Rabiate Reiterkrieger
1700 Jahre alte Skelette in Sibirien offenbaren die Brutalität der Steppennomaden

Interkulturelles Wissen

Troubles in Tuva

Die Republik Tuva in Südsibirien ist bekannt für ein reiches archäologisches Erbe insbesondere der frühen Eisenzeit, in der erstmals reiterkriegerische Stammesverbände auftraten. Die wissenschaftliche Untersuchung ihrer Gräueltaten führte zum Kurztitel der Studie «Troubles in Tuva».

 

Seit 2017 leitet Dr. Gino Caspari vom Institut für Archäologische Wissenschaften der Universität Bern dort die Ausgrabungen gemeinsam mit zwei Kollegen von der Russischen Akademie der Wissenschaften. Sie enthüllten ein Gräberfeld aus dem 2. bis 4. Jahrhundert n. Chr. mit 87 Skeletten, von denen viele Spuren von Gewalt aufweisen.

Rund 1700 Jahre alte Skelette südsibirischer Steppennomaden am archäologischen Fundplatz «Tunnug1» in der Republik Tuva in Südsibirien. (© Tunnug 1 Research Project)
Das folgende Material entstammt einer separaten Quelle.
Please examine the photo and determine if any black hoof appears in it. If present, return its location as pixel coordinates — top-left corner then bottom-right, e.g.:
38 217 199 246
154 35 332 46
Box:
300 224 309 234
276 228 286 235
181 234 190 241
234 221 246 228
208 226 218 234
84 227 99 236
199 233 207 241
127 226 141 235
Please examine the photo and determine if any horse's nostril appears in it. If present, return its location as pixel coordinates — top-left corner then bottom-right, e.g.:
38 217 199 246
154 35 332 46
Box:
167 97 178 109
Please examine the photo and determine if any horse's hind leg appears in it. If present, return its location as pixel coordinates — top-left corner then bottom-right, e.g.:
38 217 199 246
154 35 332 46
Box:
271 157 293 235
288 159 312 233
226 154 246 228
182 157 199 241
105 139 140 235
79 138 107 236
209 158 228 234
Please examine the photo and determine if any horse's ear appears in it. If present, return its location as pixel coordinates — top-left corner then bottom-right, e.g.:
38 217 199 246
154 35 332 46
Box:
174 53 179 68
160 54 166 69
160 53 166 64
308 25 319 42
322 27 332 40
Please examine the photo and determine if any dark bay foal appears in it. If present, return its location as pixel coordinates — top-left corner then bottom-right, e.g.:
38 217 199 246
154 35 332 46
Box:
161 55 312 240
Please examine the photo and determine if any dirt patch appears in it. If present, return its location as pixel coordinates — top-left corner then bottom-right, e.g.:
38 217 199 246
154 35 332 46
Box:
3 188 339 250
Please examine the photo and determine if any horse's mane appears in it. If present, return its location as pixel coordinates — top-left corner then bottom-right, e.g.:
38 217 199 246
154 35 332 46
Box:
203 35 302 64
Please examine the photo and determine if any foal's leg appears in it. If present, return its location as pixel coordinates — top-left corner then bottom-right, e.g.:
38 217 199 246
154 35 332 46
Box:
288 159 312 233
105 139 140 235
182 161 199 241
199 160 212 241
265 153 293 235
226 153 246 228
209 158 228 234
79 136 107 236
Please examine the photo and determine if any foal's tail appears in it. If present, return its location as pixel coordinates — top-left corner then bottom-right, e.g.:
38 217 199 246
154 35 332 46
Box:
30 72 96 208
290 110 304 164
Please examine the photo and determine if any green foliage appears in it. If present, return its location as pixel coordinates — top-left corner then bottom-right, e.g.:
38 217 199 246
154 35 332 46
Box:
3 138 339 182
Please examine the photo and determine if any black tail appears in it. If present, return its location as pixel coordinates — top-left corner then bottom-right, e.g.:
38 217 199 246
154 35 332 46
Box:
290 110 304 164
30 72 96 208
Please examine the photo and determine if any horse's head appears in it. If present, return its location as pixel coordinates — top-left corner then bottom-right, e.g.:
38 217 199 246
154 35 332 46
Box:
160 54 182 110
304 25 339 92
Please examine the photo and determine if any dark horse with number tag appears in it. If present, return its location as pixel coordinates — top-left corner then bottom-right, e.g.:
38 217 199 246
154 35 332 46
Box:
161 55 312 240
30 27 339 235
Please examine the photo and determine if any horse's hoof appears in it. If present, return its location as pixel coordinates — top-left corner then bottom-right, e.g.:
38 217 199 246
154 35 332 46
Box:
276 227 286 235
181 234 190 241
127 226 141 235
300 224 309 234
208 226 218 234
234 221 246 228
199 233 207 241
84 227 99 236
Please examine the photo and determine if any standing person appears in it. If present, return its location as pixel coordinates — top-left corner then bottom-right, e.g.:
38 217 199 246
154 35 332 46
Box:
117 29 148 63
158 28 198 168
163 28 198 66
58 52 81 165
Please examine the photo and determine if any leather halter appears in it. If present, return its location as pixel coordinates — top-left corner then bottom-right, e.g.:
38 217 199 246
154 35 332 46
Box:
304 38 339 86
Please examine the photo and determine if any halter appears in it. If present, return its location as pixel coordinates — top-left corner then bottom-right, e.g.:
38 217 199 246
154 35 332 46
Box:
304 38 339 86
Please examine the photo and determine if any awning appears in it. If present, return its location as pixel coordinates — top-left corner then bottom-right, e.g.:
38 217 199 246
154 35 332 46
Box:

Das internationale Team führte eine detaillierte Analyse der Traumata an den Knochen durch und konnte so auf die Art der Gewalteinwirkung schliessen. Sie konnten zeigen, dass 25 Prozent dieser Menschen infolge äusserer Gewalteinwirkung verstarben. Zumeist entstanden die tödlichen Verletzungen im Nahkampf. Oft wurden die Opfer geköpft. Den Forschenden gelang es nachzuweisen, dass manche möglicherweise noch auf dem Schlachtfeld skalpiert und ihre Hälse durchgeschnitten wurden.

Das Institut für Rechtsmedizin arbeitet zusätzlich an Isotopenanalysen und extrahiert die DNA aus den Knochen, um mehr über die Lebensumstände und die genetische Zugehörigkeit dieser Reiternomaden herauszufinden.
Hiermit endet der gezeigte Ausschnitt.